Post what recording you are going to listen to giving details of Orchestra / Conductor / Chorus / Soloists etc - Enjoy!


----------



## Mika (Jul 24, 2009)

More Finnish composers, sorry about that . Pehr Henrik I don't know too much, even though I have some CDs of his compositions. This symphony I found interesting and I hope you do also. Obviously it is in youtube also. I will go for Oramo (maybe even the only recording of this):


----------



## Rogerx (Apr 27, 2018)

Nordgren, P: Symphony No 3, Op. 88 / Symphony No. 5, Op. 103

Finnish Radio Symphony Orchestra, Sakari Oramo

For the Saturday symphony tradition.
I have one, so I go with that one.


----------



## Kiki (Aug 15, 2018)

The Oramo also, on Spotify. Quite epic stuff it seems. Like.


----------



## Art Rock (Nov 28, 2009)

This composer is absent from my CD collection - the YouTube link it is then. By the way, the album cover in post 3 probably has the worst font choice I've ever seen.


----------



## cougarjuno (Jul 1, 2012)

You Tube version for me also. I think I may have confused this composer with Danish composer Per Norgard on some casual online listening, so this may not be the first listen for Nordgren. Anyway always expecting great things from the Finnish composers.


----------



## Haydn man (Jan 25, 2014)

cougarjuno said:


> You Tube version for me also. I think I may have confused this composer with Danish composer Per Norgard on some casual online listening, so this may not be the first listen for Nordgren. Anyway always expecting great things from the Finnish composers.

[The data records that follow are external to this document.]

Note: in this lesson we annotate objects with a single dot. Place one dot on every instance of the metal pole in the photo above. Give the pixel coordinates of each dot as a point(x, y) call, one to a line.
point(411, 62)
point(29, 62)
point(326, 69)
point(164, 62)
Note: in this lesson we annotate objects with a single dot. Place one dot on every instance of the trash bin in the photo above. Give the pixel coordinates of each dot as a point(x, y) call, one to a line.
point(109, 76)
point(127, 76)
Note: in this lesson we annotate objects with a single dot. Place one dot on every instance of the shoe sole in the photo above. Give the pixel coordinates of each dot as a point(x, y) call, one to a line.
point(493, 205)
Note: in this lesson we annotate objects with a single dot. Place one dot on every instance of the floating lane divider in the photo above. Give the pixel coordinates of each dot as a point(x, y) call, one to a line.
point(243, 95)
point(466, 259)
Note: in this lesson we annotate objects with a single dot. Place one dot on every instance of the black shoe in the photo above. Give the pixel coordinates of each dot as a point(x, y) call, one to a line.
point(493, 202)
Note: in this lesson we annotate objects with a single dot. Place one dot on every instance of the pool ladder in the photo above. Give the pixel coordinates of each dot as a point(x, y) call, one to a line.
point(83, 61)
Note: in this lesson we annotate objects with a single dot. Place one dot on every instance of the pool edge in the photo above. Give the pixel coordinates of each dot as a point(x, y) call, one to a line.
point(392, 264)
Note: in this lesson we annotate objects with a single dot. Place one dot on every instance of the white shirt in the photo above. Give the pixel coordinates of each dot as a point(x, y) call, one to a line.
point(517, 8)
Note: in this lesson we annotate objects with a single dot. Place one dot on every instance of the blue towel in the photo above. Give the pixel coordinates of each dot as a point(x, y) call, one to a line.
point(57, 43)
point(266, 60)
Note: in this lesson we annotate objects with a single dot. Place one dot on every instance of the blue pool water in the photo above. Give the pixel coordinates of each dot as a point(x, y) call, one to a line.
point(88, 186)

And the same version for me via Spotify


----------



## Highwayman (Jul 16, 2018)

cougarjuno said:


> I think I may have confused this composer with Danish composer Per Norgard on some casual online listening, so this may not be the first listen for Nordgren.


Funnily enough, when I saw the thread I was momentarily baffled thinking it was about Arne Nordheim who of course did not compose any symphonies. 

I`m sure I have listened to Nordgren`s 8th before but honestly, don`t remember much about the symphony nor the symphonist himself. So it won`t be my first listen for him but it might as well feel like it. 

Oramo it shall be!


----------



## HenryPenfold (Apr 29, 2018)

I thought I had 1 & 3, but I can only find 2 & 4. May have to stream it, if I'm going to join in .......


----------